LA CORTE (Quinta Sezione),

pronunciandosi sulle questioni sottopostele dal Rechtbank van eerste aanleg di Gand con ordinanza 15 gennaio 1993, dichiara:

1) L' applicazione della normativa di uno Stato membro, che vieti lo smercio del pane e di altri prodotti della panificazione il cui tenore in sale calcolato sulla materia secca ecceda il limite massimo del 2%, ai prodotti legalmente fabbricati e messi in commercio in un altro Stato membro costituisce una misura d' effetto equivalente ad una restrizione quantitativa ai sensi dell' art. 30 del Trattato CEE.

2) Una disciplina come quella controversa nella causa principale è idonea ad ostacolare gli scambi tra Stati membri e non può considerarsi giustificata, alla stregua dell' art. 36 del Trattato CEE, da esigenze di tutela della sanità pubblica.

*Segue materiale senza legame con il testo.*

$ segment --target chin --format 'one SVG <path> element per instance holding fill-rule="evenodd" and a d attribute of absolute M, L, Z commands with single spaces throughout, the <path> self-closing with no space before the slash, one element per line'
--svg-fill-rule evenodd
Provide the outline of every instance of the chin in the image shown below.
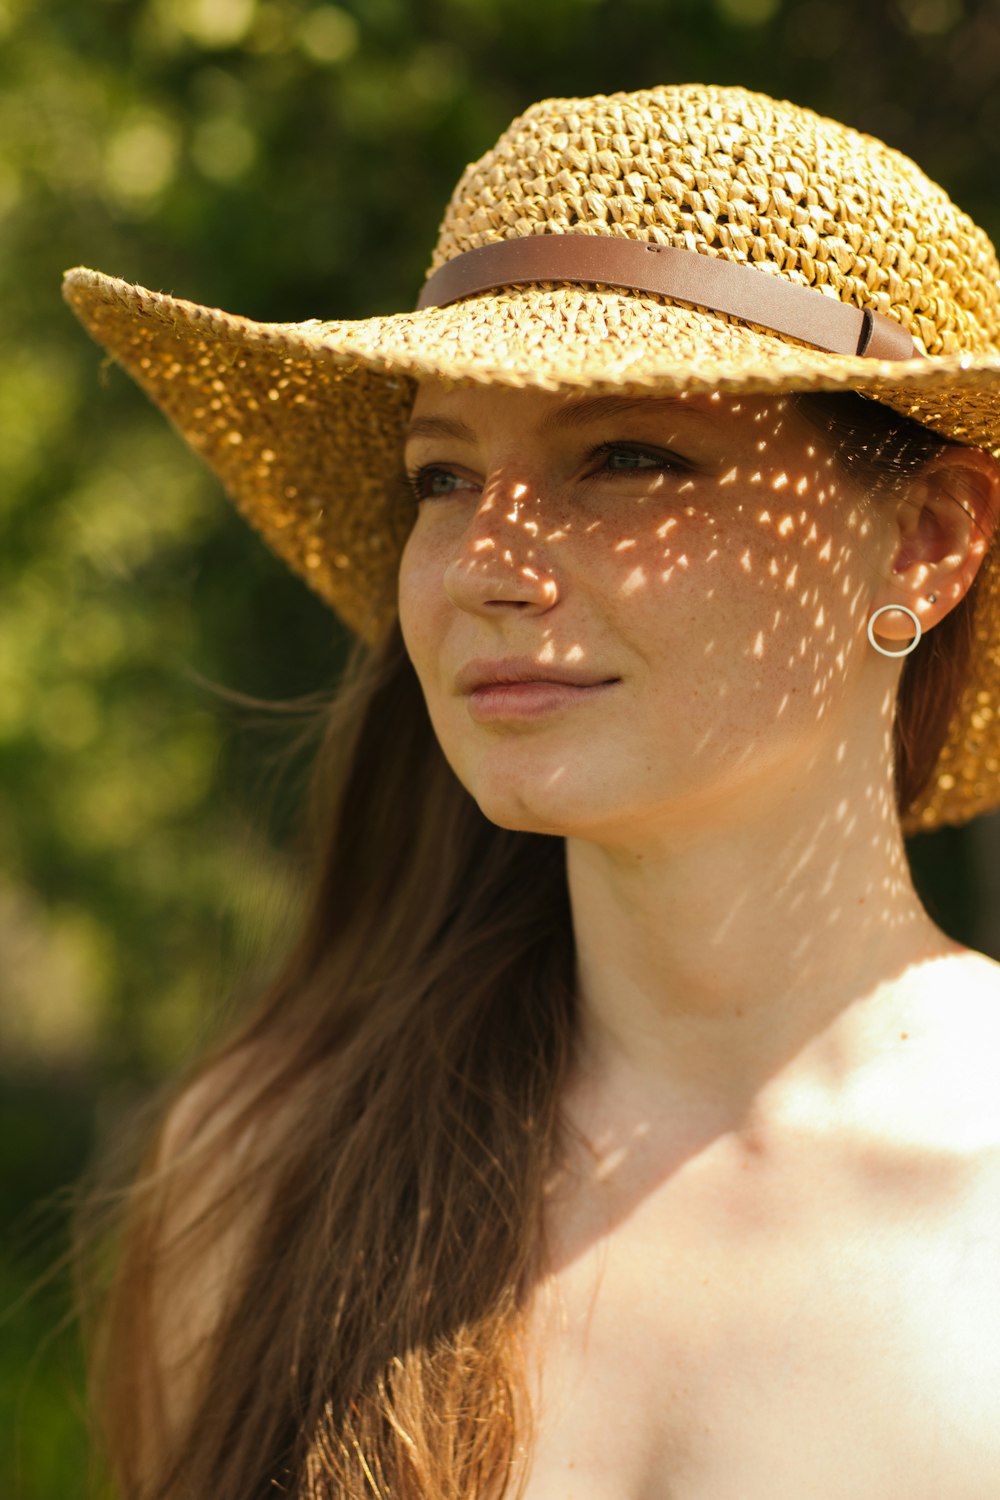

3) Durante il periodo di vigenza della direttiva del Consiglio 18 dicembre 1978, 79/112/CEE, relativa al ravvicinamento delle legislazioni degli Stati membri concernenti l' etichettatura e la presentazione dei prodotti alimentari destinati al consumatore finale, nonché la relativa pubblicità, uno Stato membro che avesse reso obbligatoria l' indicazione, prescritta dall' art. 6, n. 5, lett. b), secondo trattino, della denominazione specifica o del numero CEE degli ingredienti elencati nell' allegato II della direttiva poteva legittimamente rifiutare, richiamandosi all' esigenza imperativa relativa alla

tutela dei consumatori, lo smercio di prodotti provenienti da un altro Stato membro il quale, avendo fatto uso della facoltà concessa dall' art. 23, n. 1, lett. a), della direttiva medesima, si fosse limitato a prescrivere l' indicazione della sola denominazione generica di "conservante".